Tall and spindly, Lucas is the antithesis of the sturdy Icelandic men tasked with guiding him across the interior to the new settlement where his church will be built. Lucas is seasick on the journey from Denmark, gives up on learning Icelandic when confronted with the dozens of different words for rain and can’t ride a horse. His Icelandic guide, Ragnar (Ingvar Sigurðsson) is vital and gruffly self-sufficient. This is a man who pulls people together around a fire with folk tales and travelling songs, his morning ritual of bare-chested, outdoor calisthenics completed regardless of weather conditions. When the party finally reach their destination, a settlement overseen by Carl, (Jacob Hauberg Lohmann), a fellow Dane, the physical and emotional difficulties of the journey seem to have turned the young priest against both the land and its people.

Recovering in Carl’s homestead under the care of his two daughters, Lucas is attracted to Carl’s eldest daughter, Anna (Vic Carmen Sonne). The delightfully wild younger daughter, Ida, (the director’s daughter, Ída Mekkín Hlynsdóttir) steals every scene in which she appears.
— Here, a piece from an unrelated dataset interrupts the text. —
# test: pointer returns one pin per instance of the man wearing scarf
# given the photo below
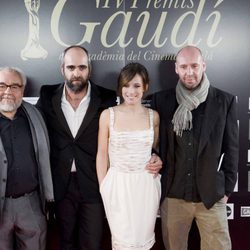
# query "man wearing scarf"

Expected to settle within and lead this community of wealthy Danes and poor Icelanders in Christianity, Lucas seems to have forgotten his bishop’s advice about fitting in and adapting to the local’s ways. It’s advice he forgets at his peril.

The isolation caused by the language barrier is a significant theme in Godland and it’s unfortunate that my lack of familiarity with both Icelandic and Danish and complete reliance on subtitles lessened the impact of what appeared to be a key element conveyed by dialogue. But even so, the cinematography alone elevates this film to the level of epic. Pálmason’s aspect choice of the square Academy ratio within a round-cornered frame lends an old-style photographic quality to the storytelling and his signature use of time-lapse images to express the passing of seasons is done to superb effect.

Despite the bleakness of this Heart of Darkness in Iceland tale, there are many moments of lightness, saving viewers of this two-and-a-half-hour epic from descent into despair. Following on from the critical success of White, White Day, Pálmason’s original style and narrative pace that refuses to be hurried reinforces his reputation as a director well on the way to becoming an auteur.  

Godland opens on August 17th, with preview screenings this weekend.